Explore the most valuable generative AI applications transforming finance workflows, reporting, and decision-making.
Corporate finance teams are under pressure to deliver faster insights, tighter controls, and more agile forecasting—without expanding headcount or compromising accuracy. Generative AI offers a way to meet these demands, but only if deployed in the right places. The goal isn’t automation for its own sake—it’s measurable impact on cost, speed, and decision quality.
This framework outlines seven high-ROI use cases where generative AI can materially improve finance operations. Each reflects a repeatable pattern of value across enterprise environments, from shared services to FP&A and treasury.
1. Automating Month-End Close Narratives
Month-end reporting is a recurring bottleneck. While numbers are often available quickly, the narratives that explain them—variance analysis, commentary, executive summaries—require manual effort and cross-functional input. Generative AI can produce first-draft narratives based on structured data, historical trends, and business context.
This reduces reporting latency and frees teams to focus on interpretation rather than transcription. It also improves consistency across business units and geographies.
Use generative AI to accelerate close cycles and improve the clarity of financial narratives.
2. Drafting Budget and Forecast Commentary
Budgeting and forecasting require more than numbers—they demand context. Generative AI can assist by generating commentary that explains assumptions, highlights risks, and compares scenarios. This is especially useful in rolling forecasts or driver-based models where inputs shift frequently.
The impact is faster iteration and better alignment across stakeholders. It also supports more transparent planning cycles, especially in decentralized organizations.
Apply generative AI to streamline forecast documentation and improve planning transparency.
3. Summarizing Audit and Compliance Findings
Audit documentation is dense and repetitive. Generative AI can summarize findings, flag inconsistencies, and draft remediation plans based on historical reports and control frameworks. This reduces manual effort and improves traceability.
In regulated industries like financial services, this also supports better readiness for internal and external audits. It helps teams surface issues earlier and respond more effectively.
Use generative AI to compress audit cycles and improve documentation quality.

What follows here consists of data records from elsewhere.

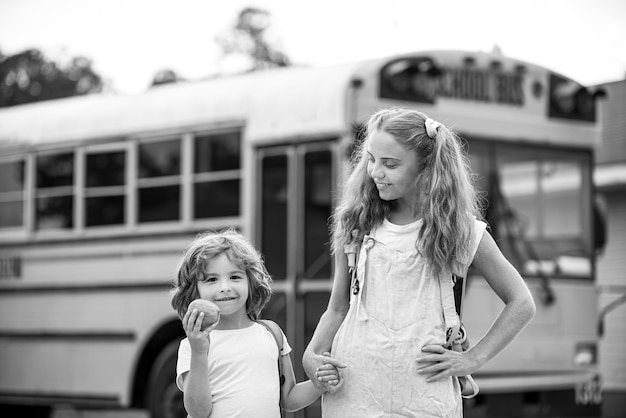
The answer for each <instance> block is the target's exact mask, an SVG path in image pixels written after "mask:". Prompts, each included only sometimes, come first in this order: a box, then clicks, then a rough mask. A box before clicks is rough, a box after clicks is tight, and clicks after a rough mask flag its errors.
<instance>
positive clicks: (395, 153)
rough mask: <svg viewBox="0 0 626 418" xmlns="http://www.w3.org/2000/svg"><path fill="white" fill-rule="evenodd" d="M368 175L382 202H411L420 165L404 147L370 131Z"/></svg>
mask: <svg viewBox="0 0 626 418" xmlns="http://www.w3.org/2000/svg"><path fill="white" fill-rule="evenodd" d="M367 156H368V158H369V160H368V165H367V172H368V174H369V176H370V177H371V178H372V180H373V181H374V183H375V185H376V188H377V189H378V192H379V196H380V198H381V199H383V200H398V201H399V202H398V203H399V204H403V203H409V202H410V203H412V202H413V200H414V199H415V196H416V185H417V178H418V174H419V169H420V164H419V161H418V158H417V155H416V154H415V153H414V152H412V151H409V150H407V149H406V148H404V147H403V146H402V145H401V144H400V143H399V142H398V141H397V140H396V139H395V138H394V137H393V136H392V135H391V134H389V133H387V132H385V131H381V130H377V131H374V132H372V134H371V135H370V137H369V140H368V144H367Z"/></svg>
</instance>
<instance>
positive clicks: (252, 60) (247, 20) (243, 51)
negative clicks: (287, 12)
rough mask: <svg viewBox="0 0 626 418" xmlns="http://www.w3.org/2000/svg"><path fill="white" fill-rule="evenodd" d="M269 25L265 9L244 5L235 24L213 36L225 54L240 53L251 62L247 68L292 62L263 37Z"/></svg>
mask: <svg viewBox="0 0 626 418" xmlns="http://www.w3.org/2000/svg"><path fill="white" fill-rule="evenodd" d="M270 26H271V19H270V14H269V12H267V11H266V10H263V9H258V8H255V7H246V8H244V9H242V10H241V11H240V12H239V15H238V17H237V21H236V23H235V25H234V27H233V28H232V29H231V30H230V31H228V32H226V33H224V34H222V35H218V36H217V37H216V39H215V40H216V42H217V43H218V44H219V45H220V46H221V48H222V51H223V52H224V54H225V55H242V56H244V57H246V58H248V59H249V60H250V61H251V62H250V68H249V71H256V70H262V69H266V68H273V67H287V66H289V65H291V62H290V60H289V57H288V56H287V55H286V54H285V53H283V52H282V51H280V50H278V49H276V48H274V47H273V46H272V45H270V43H269V42H268V41H267V39H266V33H267V29H268V28H269V27H270Z"/></svg>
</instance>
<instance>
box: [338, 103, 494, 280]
mask: <svg viewBox="0 0 626 418" xmlns="http://www.w3.org/2000/svg"><path fill="white" fill-rule="evenodd" d="M427 118H428V117H427V116H426V115H425V114H423V113H421V112H418V111H416V110H408V109H385V110H380V111H378V112H377V113H375V114H374V115H372V116H371V117H370V119H369V121H368V123H367V125H366V131H365V140H364V141H363V142H362V143H361V144H360V145H359V147H358V148H357V149H356V151H355V153H354V154H353V158H352V165H351V171H350V172H349V174H348V176H347V178H346V179H345V183H344V187H343V195H342V199H341V202H340V204H339V206H338V207H337V208H336V210H335V213H334V215H333V217H332V219H331V228H332V233H333V243H332V249H333V252H334V253H337V251H342V250H343V246H344V245H347V244H353V243H355V242H356V243H360V242H361V240H362V239H363V236H364V235H365V234H366V233H369V232H370V231H371V230H372V229H373V228H374V227H375V226H377V225H379V224H380V223H381V222H382V221H383V220H384V219H385V218H386V217H388V216H389V213H390V209H391V206H390V205H391V203H390V202H389V201H384V200H382V199H381V198H380V197H379V194H378V190H377V189H376V186H375V184H374V181H373V180H372V179H371V177H370V176H369V173H368V172H367V162H368V158H367V143H368V141H369V138H370V135H371V134H372V132H374V131H377V130H378V131H383V132H386V133H388V134H390V135H392V136H393V137H394V138H395V139H396V140H397V141H398V142H399V143H400V144H401V145H402V146H404V147H405V148H406V150H407V151H408V152H413V153H415V154H416V155H417V157H418V160H419V161H420V163H421V170H420V173H419V174H418V178H416V179H415V185H416V188H415V193H416V195H417V196H418V202H420V203H419V204H420V207H419V208H416V212H417V213H419V212H421V214H422V221H423V222H422V226H421V228H420V230H419V233H418V236H417V239H416V244H415V245H416V248H417V249H418V251H419V252H420V254H422V255H423V256H425V257H426V258H427V259H428V260H429V261H430V263H431V266H432V268H433V271H434V273H435V274H439V273H441V272H442V271H450V272H452V273H454V274H463V273H464V266H467V264H468V263H469V262H470V261H471V260H468V258H469V244H470V240H471V235H472V227H473V224H474V219H475V218H478V219H482V216H481V209H480V206H481V205H480V204H479V202H480V201H479V195H478V193H477V191H476V189H475V188H474V186H473V182H472V180H473V178H472V175H471V174H470V168H469V159H468V158H467V155H466V154H465V152H464V150H463V148H462V146H461V142H460V138H459V137H458V136H457V135H456V134H455V133H454V132H452V131H450V130H449V129H447V128H446V127H445V126H443V125H440V126H439V128H438V129H437V132H436V134H435V135H434V137H433V138H430V137H429V136H428V134H427V131H426V126H425V123H426V119H427Z"/></svg>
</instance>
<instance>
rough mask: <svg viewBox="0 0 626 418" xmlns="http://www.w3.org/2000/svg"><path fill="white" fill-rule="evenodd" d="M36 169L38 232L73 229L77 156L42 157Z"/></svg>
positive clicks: (61, 153)
mask: <svg viewBox="0 0 626 418" xmlns="http://www.w3.org/2000/svg"><path fill="white" fill-rule="evenodd" d="M36 167H37V168H36V170H37V175H36V204H35V210H36V214H35V226H36V228H37V229H38V230H43V229H71V228H73V227H74V187H73V186H74V152H66V153H61V154H50V155H39V156H37V162H36Z"/></svg>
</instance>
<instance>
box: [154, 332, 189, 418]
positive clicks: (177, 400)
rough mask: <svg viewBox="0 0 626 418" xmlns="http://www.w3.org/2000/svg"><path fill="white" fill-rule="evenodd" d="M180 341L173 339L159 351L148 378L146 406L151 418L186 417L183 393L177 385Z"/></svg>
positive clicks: (177, 417) (180, 417)
mask: <svg viewBox="0 0 626 418" xmlns="http://www.w3.org/2000/svg"><path fill="white" fill-rule="evenodd" d="M178 345H179V342H178V341H172V342H170V343H169V344H167V345H166V346H165V348H163V350H162V351H161V352H160V353H159V355H158V356H157V358H156V360H155V361H154V364H153V365H152V369H151V370H150V377H149V378H148V386H147V391H146V408H147V409H148V411H150V417H151V418H185V417H187V412H186V411H185V406H184V404H183V393H182V392H181V391H180V390H179V389H178V387H177V386H176V359H177V357H178Z"/></svg>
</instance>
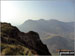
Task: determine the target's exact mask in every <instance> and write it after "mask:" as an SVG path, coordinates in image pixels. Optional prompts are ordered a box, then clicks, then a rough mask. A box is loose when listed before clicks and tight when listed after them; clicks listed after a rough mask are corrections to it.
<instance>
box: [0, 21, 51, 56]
mask: <svg viewBox="0 0 75 56" xmlns="http://www.w3.org/2000/svg"><path fill="white" fill-rule="evenodd" d="M0 24H1V25H0V28H1V31H0V36H1V37H0V39H1V43H0V48H1V51H0V54H1V56H6V55H7V56H13V55H15V56H16V55H19V56H21V55H24V56H25V55H28V56H32V55H36V56H39V55H49V56H51V54H50V52H49V51H48V48H47V46H46V45H45V44H43V43H42V41H41V40H40V38H39V34H38V33H37V32H34V31H29V32H28V33H24V32H21V31H19V29H18V28H16V27H15V26H12V25H11V24H9V23H1V22H0Z"/></svg>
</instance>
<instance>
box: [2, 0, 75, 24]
mask: <svg viewBox="0 0 75 56" xmlns="http://www.w3.org/2000/svg"><path fill="white" fill-rule="evenodd" d="M74 4H75V2H74V0H70V1H69V0H64V1H62V0H61V1H59V0H53V1H1V21H2V22H9V23H12V24H13V25H19V24H22V23H23V22H24V21H26V20H28V19H33V20H38V19H46V20H48V19H57V20H61V21H74V19H75V14H74V13H75V11H74V9H75V7H74V6H75V5H74Z"/></svg>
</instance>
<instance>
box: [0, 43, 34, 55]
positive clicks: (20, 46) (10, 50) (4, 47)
mask: <svg viewBox="0 0 75 56" xmlns="http://www.w3.org/2000/svg"><path fill="white" fill-rule="evenodd" d="M0 45H1V52H2V55H32V54H33V53H32V52H31V50H30V49H28V48H26V47H24V46H21V45H11V44H10V45H9V44H4V43H1V44H0Z"/></svg>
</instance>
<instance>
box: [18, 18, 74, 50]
mask: <svg viewBox="0 0 75 56" xmlns="http://www.w3.org/2000/svg"><path fill="white" fill-rule="evenodd" d="M74 23H75V22H62V21H58V20H55V19H51V20H44V19H40V20H27V21H25V22H24V23H23V24H21V25H20V26H18V28H19V29H20V30H21V31H23V32H28V31H35V32H38V33H39V34H40V38H41V40H42V41H43V42H44V43H45V44H47V45H48V48H50V47H51V49H50V50H51V51H53V50H54V49H55V47H52V46H56V47H57V48H60V44H59V42H60V43H61V44H62V43H63V42H62V41H61V39H62V40H63V41H64V42H66V41H65V39H67V43H63V44H62V47H63V48H64V47H65V49H73V48H74V46H73V45H74V43H73V42H74ZM56 36H60V37H62V38H60V41H57V40H56V38H57V37H56ZM54 37H56V38H54ZM51 38H53V39H52V40H50V39H51ZM58 38H59V37H58ZM54 39H55V40H54ZM69 40H70V41H69ZM47 41H50V44H48V43H49V42H47ZM55 41H57V45H56V43H54V42H55ZM52 43H53V44H52ZM71 44H72V45H71ZM49 45H50V47H49ZM64 45H66V46H67V47H66V46H64Z"/></svg>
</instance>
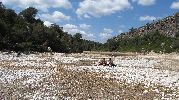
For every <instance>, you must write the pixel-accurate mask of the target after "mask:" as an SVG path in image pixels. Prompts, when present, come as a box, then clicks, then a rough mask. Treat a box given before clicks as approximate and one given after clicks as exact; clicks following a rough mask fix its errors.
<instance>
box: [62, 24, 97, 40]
mask: <svg viewBox="0 0 179 100" xmlns="http://www.w3.org/2000/svg"><path fill="white" fill-rule="evenodd" d="M82 27H83V28H82ZM90 27H91V25H87V24H80V25H79V26H77V25H73V24H66V25H64V26H63V29H64V31H65V32H68V33H69V34H71V35H74V34H76V33H80V34H82V36H83V38H84V39H88V40H93V41H95V35H94V34H93V33H90V32H88V31H87V30H86V29H87V28H90Z"/></svg>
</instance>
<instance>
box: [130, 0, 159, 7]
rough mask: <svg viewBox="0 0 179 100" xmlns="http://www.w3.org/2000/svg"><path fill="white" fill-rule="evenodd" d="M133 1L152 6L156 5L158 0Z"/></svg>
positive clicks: (134, 0) (139, 3)
mask: <svg viewBox="0 0 179 100" xmlns="http://www.w3.org/2000/svg"><path fill="white" fill-rule="evenodd" d="M132 1H133V2H137V3H138V4H140V5H143V6H150V5H154V4H155V1H156V0H132Z"/></svg>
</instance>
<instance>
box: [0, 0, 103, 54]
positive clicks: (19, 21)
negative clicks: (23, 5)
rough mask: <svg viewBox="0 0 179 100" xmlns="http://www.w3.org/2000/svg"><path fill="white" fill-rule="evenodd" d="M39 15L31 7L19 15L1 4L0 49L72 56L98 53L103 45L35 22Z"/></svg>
mask: <svg viewBox="0 0 179 100" xmlns="http://www.w3.org/2000/svg"><path fill="white" fill-rule="evenodd" d="M37 12H38V10H37V9H36V8H33V7H29V8H26V9H24V10H22V11H21V12H20V13H19V14H17V13H15V11H14V10H12V9H8V8H6V7H5V6H4V5H3V4H2V2H0V50H5V51H17V52H19V51H22V52H29V51H33V52H48V51H53V52H64V53H71V52H82V51H90V50H97V49H98V48H99V47H100V46H101V45H102V43H98V42H94V41H89V40H84V39H82V35H81V34H80V33H76V34H75V35H71V34H68V33H67V32H64V31H63V27H60V26H59V25H56V24H52V25H51V26H50V27H47V26H45V25H44V22H43V21H42V20H41V19H36V17H35V16H36V14H37Z"/></svg>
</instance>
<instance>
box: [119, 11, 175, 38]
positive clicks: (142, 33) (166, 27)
mask: <svg viewBox="0 0 179 100" xmlns="http://www.w3.org/2000/svg"><path fill="white" fill-rule="evenodd" d="M155 31H159V32H160V33H161V34H163V35H165V36H168V37H175V35H176V33H177V32H179V13H176V14H174V15H172V16H168V17H166V18H164V19H161V20H158V21H153V22H152V23H147V24H146V25H144V26H142V27H139V28H131V29H130V30H129V32H126V33H121V34H120V35H119V36H117V37H129V38H131V37H135V36H136V35H140V36H143V35H144V34H148V33H151V32H155Z"/></svg>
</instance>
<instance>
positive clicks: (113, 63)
mask: <svg viewBox="0 0 179 100" xmlns="http://www.w3.org/2000/svg"><path fill="white" fill-rule="evenodd" d="M108 65H109V66H110V67H114V66H116V65H115V64H114V63H113V61H112V59H111V58H109V60H108Z"/></svg>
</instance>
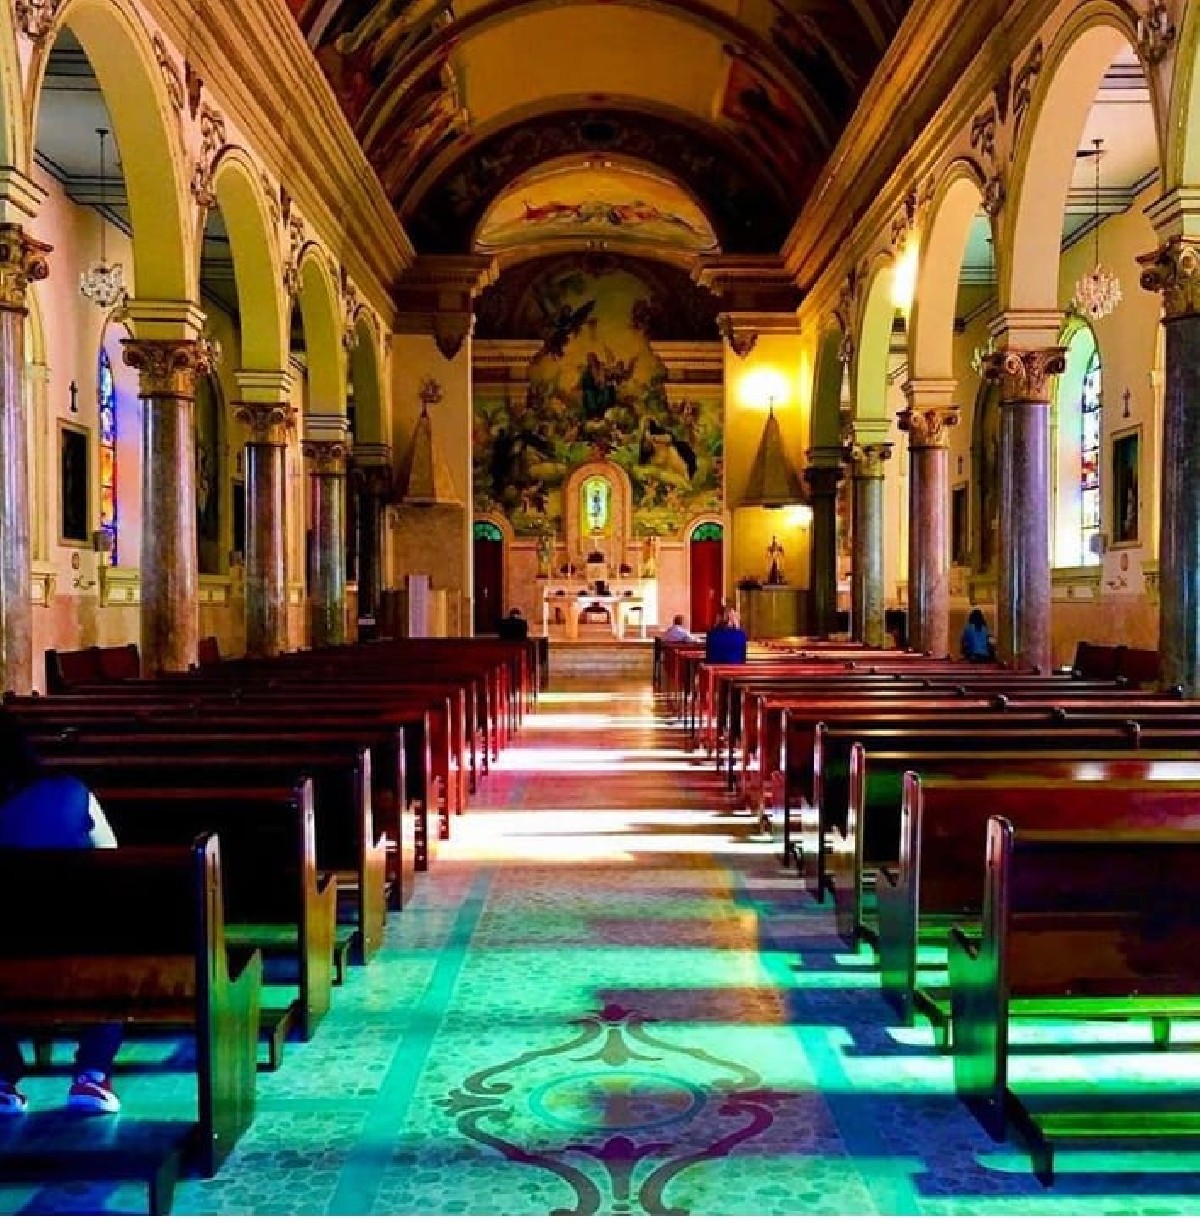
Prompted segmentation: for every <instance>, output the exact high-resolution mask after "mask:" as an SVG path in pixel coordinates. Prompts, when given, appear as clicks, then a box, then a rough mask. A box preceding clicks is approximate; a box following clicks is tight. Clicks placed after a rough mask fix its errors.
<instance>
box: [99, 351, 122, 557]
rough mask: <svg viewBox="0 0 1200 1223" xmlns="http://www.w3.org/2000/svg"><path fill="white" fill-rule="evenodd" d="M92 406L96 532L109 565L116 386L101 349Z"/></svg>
mask: <svg viewBox="0 0 1200 1223" xmlns="http://www.w3.org/2000/svg"><path fill="white" fill-rule="evenodd" d="M95 407H97V416H98V419H99V422H100V427H99V437H100V530H102V531H108V532H109V538H110V539H111V541H113V550H111V552H110V553H109V561H110V564H114V565H115V564H116V550H117V534H116V386H115V385H114V383H113V362H111V361H109V355H108V352H106V351H105V350H104V349H100V357H99V361H98V363H97V372H95Z"/></svg>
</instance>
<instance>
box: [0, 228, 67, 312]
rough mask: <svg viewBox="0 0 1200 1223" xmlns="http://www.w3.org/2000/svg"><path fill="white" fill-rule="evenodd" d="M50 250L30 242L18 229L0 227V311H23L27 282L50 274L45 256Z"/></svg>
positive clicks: (48, 264) (46, 254)
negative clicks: (0, 310)
mask: <svg viewBox="0 0 1200 1223" xmlns="http://www.w3.org/2000/svg"><path fill="white" fill-rule="evenodd" d="M53 249H54V247H51V246H49V245H48V243H46V242H39V241H38V240H37V238H32V237H29V236H28V234H26V232H24V230H22V229H21V226H20V225H15V224H13V223H12V221H6V223H5V224H2V225H0V309H10V311H23V309H24V308H26V290H27V289H28V287H29V281H31V280H45V278H46V276H48V275H49V274H50V263H49V260H48V259H46V256H48V254H49V253H50V252H51V251H53Z"/></svg>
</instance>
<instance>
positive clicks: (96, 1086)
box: [67, 1070, 121, 1113]
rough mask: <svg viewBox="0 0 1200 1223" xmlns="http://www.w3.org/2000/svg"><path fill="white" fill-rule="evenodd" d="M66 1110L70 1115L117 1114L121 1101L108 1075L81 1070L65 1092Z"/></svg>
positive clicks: (77, 1074)
mask: <svg viewBox="0 0 1200 1223" xmlns="http://www.w3.org/2000/svg"><path fill="white" fill-rule="evenodd" d="M67 1108H69V1109H70V1110H71V1112H72V1113H119V1112H120V1110H121V1101H120V1098H119V1097H117V1095H116V1092H115V1091H114V1090H113V1081H111V1080H110V1079H109V1076H108V1075H104V1074H100V1073H99V1071H98V1070H83V1071H82V1073H80V1074H77V1075H76V1076H75V1082H72V1084H71V1090H70V1091H69V1092H67Z"/></svg>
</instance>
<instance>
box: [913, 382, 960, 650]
mask: <svg viewBox="0 0 1200 1223" xmlns="http://www.w3.org/2000/svg"><path fill="white" fill-rule="evenodd" d="M904 389H905V394H906V395H908V396H909V407H908V408H905V411H903V412H900V415H899V424H900V428H902V429H903V430H904V432H905V433H908V435H909V609H908V611H909V614H908V620H909V645H910V646H911V648H913V649H916V651H920V652H922V653H927V654H931V656H933V657H935V658H942V657H944V656H946V654H948V653H949V648H950V642H949V636H950V634H949V610H950V605H949V604H950V591H949V571H950V570H949V561H950V556H949V531H948V521H949V512H950V486H949V449H948V445H947V430H948V429H949V428H952V427H953V426H955V424H958V408H957V407H952V406H947V405H942V404H932V405H931V404H928V402H927V400H926V395H925V390H924V386H922V384H920V383H909V384H908V385H906V386H905V388H904Z"/></svg>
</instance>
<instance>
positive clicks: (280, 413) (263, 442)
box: [234, 404, 296, 446]
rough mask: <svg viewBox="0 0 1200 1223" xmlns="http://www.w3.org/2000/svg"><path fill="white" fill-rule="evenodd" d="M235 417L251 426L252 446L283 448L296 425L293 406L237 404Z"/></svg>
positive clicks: (283, 405)
mask: <svg viewBox="0 0 1200 1223" xmlns="http://www.w3.org/2000/svg"><path fill="white" fill-rule="evenodd" d="M234 415H235V417H236V418H237V419H239V421H241V422H242V423H243V424H247V426H250V438H247V442H248V443H250V445H268V446H283V445H286V444H287V434H289V433H290V432H291V429H292V428H294V427H295V424H296V410H295V408H294V407H292V406H291V404H235V405H234Z"/></svg>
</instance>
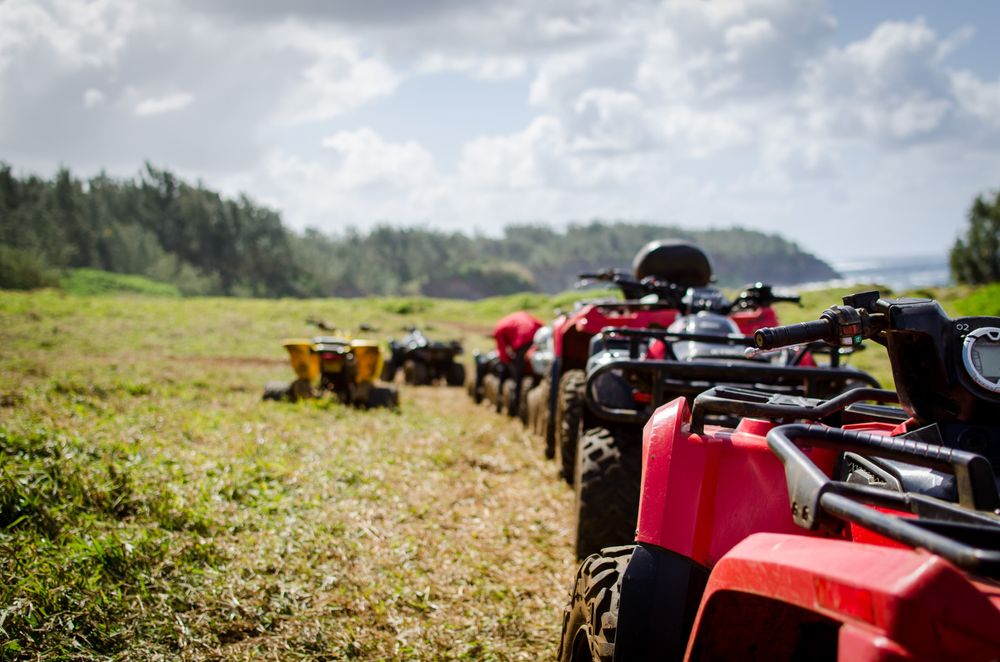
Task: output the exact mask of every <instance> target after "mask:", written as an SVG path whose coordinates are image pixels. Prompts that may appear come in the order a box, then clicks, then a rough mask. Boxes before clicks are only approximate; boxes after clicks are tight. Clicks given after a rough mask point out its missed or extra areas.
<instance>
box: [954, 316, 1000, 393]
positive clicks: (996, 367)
mask: <svg viewBox="0 0 1000 662" xmlns="http://www.w3.org/2000/svg"><path fill="white" fill-rule="evenodd" d="M962 360H963V362H964V363H965V369H966V371H968V373H969V376H970V377H972V380H973V381H974V382H976V384H978V385H979V386H981V387H983V388H985V389H986V390H987V391H991V392H993V393H1000V329H998V328H996V327H992V326H984V327H982V328H979V329H976V330H975V331H970V332H969V334H968V335H967V336H965V344H964V345H963V346H962Z"/></svg>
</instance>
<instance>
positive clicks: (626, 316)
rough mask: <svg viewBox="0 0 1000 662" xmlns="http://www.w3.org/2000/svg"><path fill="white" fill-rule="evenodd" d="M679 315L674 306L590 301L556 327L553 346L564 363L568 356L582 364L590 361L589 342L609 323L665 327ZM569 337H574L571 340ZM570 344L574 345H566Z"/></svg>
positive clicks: (664, 328)
mask: <svg viewBox="0 0 1000 662" xmlns="http://www.w3.org/2000/svg"><path fill="white" fill-rule="evenodd" d="M676 318H677V311H676V310H673V309H666V308H657V307H648V308H635V307H629V306H624V305H621V304H614V303H611V304H587V305H585V306H583V307H581V308H580V309H579V310H577V311H576V312H574V313H572V314H571V315H570V316H569V317H568V318H567V319H566V321H565V322H563V323H562V324H561V325H559V326H555V327H553V329H554V332H553V347H554V350H555V354H556V356H558V357H561V358H563V359H564V366H565V360H566V359H573V360H576V361H578V362H580V363H581V364H582V363H585V362H586V360H587V350H588V345H587V342H588V341H589V339H590V338H593V337H594V336H596V335H597V334H598V332H600V330H601V329H603V328H604V327H606V326H620V327H626V328H629V329H645V328H650V327H651V326H654V325H655V326H659V327H662V328H664V329H665V328H667V327H668V326H670V325H671V324H673V322H674V320H675V319H676ZM567 338H574V339H573V340H570V341H567ZM567 344H569V345H572V346H571V347H566V345H567ZM567 354H569V355H572V356H568V355H567ZM581 367H582V365H581Z"/></svg>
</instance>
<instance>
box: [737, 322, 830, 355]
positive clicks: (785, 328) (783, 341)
mask: <svg viewBox="0 0 1000 662" xmlns="http://www.w3.org/2000/svg"><path fill="white" fill-rule="evenodd" d="M817 340H833V327H832V325H831V324H830V320H828V319H818V320H814V321H812V322H802V323H801V324H789V325H787V326H772V327H765V328H763V329H758V330H757V332H756V333H754V334H753V341H754V345H756V346H757V349H777V348H778V347H788V346H790V345H804V344H806V343H810V342H814V341H817Z"/></svg>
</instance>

4. Accelerating Vendor Invoice Review and Dispute Resolution
Invoice processing is often automated—but dispute resolution is not. When discrepancies arise, finance teams must review contracts, purchase orders, and correspondence to determine next steps. Generative AI can assist by summarizing relevant documents and drafting response templates.
This reduces resolution time and lowers friction with vendors. In high-volume environments, it also improves cash flow visibility and working capital management.
Deploy generative AI to reduce invoice dispute resolution time and improve vendor relationships.
5. Generating Treasury and Liquidity Briefings
Treasury teams manage complex portfolios of cash, debt, and investments. Generative AI can produce daily or weekly briefings that summarize positions, highlight variances, and flag exposures—based on internal systems and market data.
This improves decision speed and supports better risk management. It also enables more frequent updates without increasing workload.
Apply generative AI to scale treasury reporting and improve liquidity oversight.
6. Drafting Policy Updates and Internal Controls Documentation
Finance policies and controls must evolve with regulation, risk posture, and business needs. Generative AI can assist by drafting updates based on regulatory changes, audit findings, or internal feedback. This reduces drafting cycles and improves consistency across documents.
In large enterprises, it also supports better version control and cross-functional alignment. It helps teams maintain clarity without sacrificing speed.
Use generative AI to streamline policy maintenance and improve control documentation.
7. Supporting M&A Due Diligence Summaries
Due diligence involves reviewing large volumes of financial data, contracts, and operational metrics. Generative AI can assist by summarizing key findings, drafting risk assessments, and generating comparison tables across targets.
This improves throughput and reduces reliance on manual synthesis. In time-sensitive transactions, it also supports faster decision-making and better deal execution.
Deploy generative AI to accelerate due diligence and improve deal readiness.
Generative AI is reshaping corporate finance—not by replacing expertise, but by amplifying it. The highest ROI comes from use cases that reduce friction, improve clarity, and scale insight across workflows. The key is to focus on repeatable tasks where AI can deliver measurable gains in speed, quality, and cost.
What’s one finance workflow where generative AI has helped improve speed or reduce manual effort? Examples: drafting forecast commentary, summarizing audit findings, generating treasury briefings.